BRP took a $50-million hit last year due to U.S. tariffs on overseas imports, Boisjoli said, though that amounts to less than one per cent of revenues that are projected to top $8.1 billion.
The company has overcome roadblocks before.
Soon after starting to diversify BRP beyond its three product lines — snowmobiles, Sea-Doos and an unprofitable ATV business — the 2008-09 financial crisis struck, prompting consumers to reel in spending. In 2020, the pandemic presented an unprecedented hurdle in the form of plant and retail shutdowns followed by supply chain bottlenecks.
For a globe-trotting CEO who has more than tripled the company’s market capitalization to nearly $8 billion since it went public 13 years ago, Boisjoli evinces humility — particularly about its marine segment.
Last April, BRP announced a pair of deals to sell the bulk of its boat business after snapping up three manufacturers in 2018 and 2019. Telwater, Alumacraft and Triton Industries drained $275.7 million from BRP’s coffers in 2024 alone.

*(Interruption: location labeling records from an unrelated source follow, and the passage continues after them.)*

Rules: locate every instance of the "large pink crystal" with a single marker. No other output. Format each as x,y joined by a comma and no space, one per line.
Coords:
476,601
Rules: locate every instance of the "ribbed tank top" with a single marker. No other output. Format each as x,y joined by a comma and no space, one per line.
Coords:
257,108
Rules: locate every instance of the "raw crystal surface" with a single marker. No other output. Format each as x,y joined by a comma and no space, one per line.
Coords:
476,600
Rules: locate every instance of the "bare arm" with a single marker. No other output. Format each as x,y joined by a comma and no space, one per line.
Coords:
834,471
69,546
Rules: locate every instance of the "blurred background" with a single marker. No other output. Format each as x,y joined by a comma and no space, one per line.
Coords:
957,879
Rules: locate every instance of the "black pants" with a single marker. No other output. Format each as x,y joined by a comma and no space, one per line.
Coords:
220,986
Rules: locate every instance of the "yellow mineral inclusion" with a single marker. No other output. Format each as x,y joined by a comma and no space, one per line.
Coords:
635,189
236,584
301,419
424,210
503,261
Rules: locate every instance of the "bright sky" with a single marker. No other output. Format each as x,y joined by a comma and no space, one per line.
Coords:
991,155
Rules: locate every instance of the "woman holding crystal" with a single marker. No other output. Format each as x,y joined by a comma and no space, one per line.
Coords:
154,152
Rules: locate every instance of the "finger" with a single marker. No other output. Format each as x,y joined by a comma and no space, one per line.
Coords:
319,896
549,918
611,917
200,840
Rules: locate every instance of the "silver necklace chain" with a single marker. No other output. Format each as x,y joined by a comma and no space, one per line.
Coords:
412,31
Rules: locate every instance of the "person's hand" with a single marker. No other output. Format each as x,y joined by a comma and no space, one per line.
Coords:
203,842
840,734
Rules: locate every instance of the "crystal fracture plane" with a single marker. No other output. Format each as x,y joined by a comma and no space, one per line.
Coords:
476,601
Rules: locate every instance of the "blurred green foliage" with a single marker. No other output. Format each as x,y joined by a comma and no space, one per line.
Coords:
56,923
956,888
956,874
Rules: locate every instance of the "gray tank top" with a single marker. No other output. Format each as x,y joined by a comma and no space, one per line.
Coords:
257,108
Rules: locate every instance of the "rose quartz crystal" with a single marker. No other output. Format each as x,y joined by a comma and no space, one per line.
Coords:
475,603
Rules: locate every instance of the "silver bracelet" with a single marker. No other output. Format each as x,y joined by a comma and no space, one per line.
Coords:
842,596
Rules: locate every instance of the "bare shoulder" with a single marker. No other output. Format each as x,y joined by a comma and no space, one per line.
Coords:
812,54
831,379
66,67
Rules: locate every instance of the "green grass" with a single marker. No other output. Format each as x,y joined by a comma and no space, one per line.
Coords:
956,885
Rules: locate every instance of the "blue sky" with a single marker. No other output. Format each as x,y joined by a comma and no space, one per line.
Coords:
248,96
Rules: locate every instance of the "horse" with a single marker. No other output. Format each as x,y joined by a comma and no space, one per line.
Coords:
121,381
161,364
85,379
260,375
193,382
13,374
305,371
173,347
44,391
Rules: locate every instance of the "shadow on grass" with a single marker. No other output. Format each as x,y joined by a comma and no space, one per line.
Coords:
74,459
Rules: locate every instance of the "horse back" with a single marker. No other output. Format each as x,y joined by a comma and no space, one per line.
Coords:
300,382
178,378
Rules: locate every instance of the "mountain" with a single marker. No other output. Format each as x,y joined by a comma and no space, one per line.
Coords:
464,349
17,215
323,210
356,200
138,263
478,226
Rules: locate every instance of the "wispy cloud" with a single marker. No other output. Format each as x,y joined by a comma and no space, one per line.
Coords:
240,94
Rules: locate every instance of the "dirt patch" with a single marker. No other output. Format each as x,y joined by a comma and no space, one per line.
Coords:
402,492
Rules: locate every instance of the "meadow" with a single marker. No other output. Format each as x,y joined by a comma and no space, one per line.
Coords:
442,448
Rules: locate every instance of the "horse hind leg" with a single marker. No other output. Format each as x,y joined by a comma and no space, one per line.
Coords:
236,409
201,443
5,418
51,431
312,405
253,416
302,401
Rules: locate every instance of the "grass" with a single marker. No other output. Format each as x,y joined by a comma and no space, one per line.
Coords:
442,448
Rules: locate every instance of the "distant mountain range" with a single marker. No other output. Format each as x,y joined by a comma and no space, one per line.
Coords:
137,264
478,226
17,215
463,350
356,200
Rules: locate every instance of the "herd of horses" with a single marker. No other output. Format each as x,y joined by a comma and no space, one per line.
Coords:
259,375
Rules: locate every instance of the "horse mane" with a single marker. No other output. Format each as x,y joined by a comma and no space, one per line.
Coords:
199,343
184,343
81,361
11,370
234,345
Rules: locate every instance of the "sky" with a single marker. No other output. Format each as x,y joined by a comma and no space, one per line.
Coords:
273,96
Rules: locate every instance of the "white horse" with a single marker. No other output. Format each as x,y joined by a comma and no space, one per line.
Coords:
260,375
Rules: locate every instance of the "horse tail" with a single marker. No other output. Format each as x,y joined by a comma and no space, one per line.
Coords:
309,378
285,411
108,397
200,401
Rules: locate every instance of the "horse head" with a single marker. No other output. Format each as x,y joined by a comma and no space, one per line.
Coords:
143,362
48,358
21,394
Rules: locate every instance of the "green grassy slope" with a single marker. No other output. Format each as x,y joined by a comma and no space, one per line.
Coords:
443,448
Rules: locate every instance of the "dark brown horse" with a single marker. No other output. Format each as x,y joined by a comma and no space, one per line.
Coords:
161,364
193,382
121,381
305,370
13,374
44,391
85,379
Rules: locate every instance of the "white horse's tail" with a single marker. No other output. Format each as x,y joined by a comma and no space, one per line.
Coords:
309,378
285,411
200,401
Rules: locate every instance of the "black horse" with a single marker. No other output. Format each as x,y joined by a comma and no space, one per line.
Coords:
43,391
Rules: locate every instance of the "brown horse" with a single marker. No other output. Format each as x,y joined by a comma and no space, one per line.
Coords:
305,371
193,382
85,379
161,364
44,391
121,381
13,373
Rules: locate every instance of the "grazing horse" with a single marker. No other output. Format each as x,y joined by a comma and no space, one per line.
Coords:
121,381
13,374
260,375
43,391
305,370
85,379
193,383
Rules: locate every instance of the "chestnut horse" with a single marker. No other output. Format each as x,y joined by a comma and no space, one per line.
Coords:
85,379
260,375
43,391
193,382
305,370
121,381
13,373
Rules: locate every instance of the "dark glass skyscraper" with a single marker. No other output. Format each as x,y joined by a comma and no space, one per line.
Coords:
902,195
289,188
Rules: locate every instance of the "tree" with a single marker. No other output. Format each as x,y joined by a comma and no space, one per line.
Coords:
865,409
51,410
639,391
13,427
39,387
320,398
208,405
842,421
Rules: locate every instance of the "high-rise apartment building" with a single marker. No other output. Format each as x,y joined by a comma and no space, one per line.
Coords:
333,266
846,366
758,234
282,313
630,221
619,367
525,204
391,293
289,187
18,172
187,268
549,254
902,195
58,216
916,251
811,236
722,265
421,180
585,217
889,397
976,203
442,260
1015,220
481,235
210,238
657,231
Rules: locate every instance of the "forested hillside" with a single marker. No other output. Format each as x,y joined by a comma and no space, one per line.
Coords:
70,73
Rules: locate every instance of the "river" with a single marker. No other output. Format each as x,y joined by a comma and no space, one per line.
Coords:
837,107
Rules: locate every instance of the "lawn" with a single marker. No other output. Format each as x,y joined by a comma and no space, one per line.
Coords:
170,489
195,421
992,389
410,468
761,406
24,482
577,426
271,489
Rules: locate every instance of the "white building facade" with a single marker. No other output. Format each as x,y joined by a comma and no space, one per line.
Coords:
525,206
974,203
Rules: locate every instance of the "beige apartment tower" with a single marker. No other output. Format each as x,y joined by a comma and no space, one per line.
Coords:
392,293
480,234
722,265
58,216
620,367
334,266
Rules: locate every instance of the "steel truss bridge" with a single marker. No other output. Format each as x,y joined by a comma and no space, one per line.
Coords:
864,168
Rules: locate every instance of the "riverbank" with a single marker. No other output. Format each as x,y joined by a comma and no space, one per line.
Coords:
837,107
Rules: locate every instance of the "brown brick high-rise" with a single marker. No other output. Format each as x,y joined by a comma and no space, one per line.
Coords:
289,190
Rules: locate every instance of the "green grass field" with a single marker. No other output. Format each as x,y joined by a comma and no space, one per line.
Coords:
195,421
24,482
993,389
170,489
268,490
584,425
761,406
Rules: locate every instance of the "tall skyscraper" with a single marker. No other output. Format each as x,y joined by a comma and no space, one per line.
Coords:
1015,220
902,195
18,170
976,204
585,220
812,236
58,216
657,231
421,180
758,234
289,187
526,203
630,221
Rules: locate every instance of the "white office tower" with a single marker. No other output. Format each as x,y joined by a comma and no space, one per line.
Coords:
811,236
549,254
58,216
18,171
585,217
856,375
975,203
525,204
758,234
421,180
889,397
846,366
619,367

“I still believe we had a good strategy, but I think the timing was so-so and we didn’t execute well,” Boisjoli said.
When the company set out to add an electric option to all of its vehicle types a half-decade ago, “the hype was super-high” amid generous subsidies for buyers and manufacturers, he said.
So far, snowmobiles, motorcycles and, as of last summer, ATVs now have electric models, none of which are expected to see big earnings growth for at least three or four years, he said.
“It’s not the best investment we’ve done, but I think we need to stick to it because it brings different customers, and we’re learning about the technology and we know that we can improve it.”
Meanwhile, consumers have pulled back from pricey recreational purchases in recent years.
But Boisjoli sees his customers’ average household income — US$175,000 versus US$115,000 just six years ago — as insulation from the brunt of any economic slowdown.
“I’m not worried about the future,” smiled Boisjoli, who said he and his wife’s plan for the next few months is simply to “live without any schedule” for the first time in decades.
And to go for a few rips on a BRP snowmobile.
“This is the part of the job that I like the most.”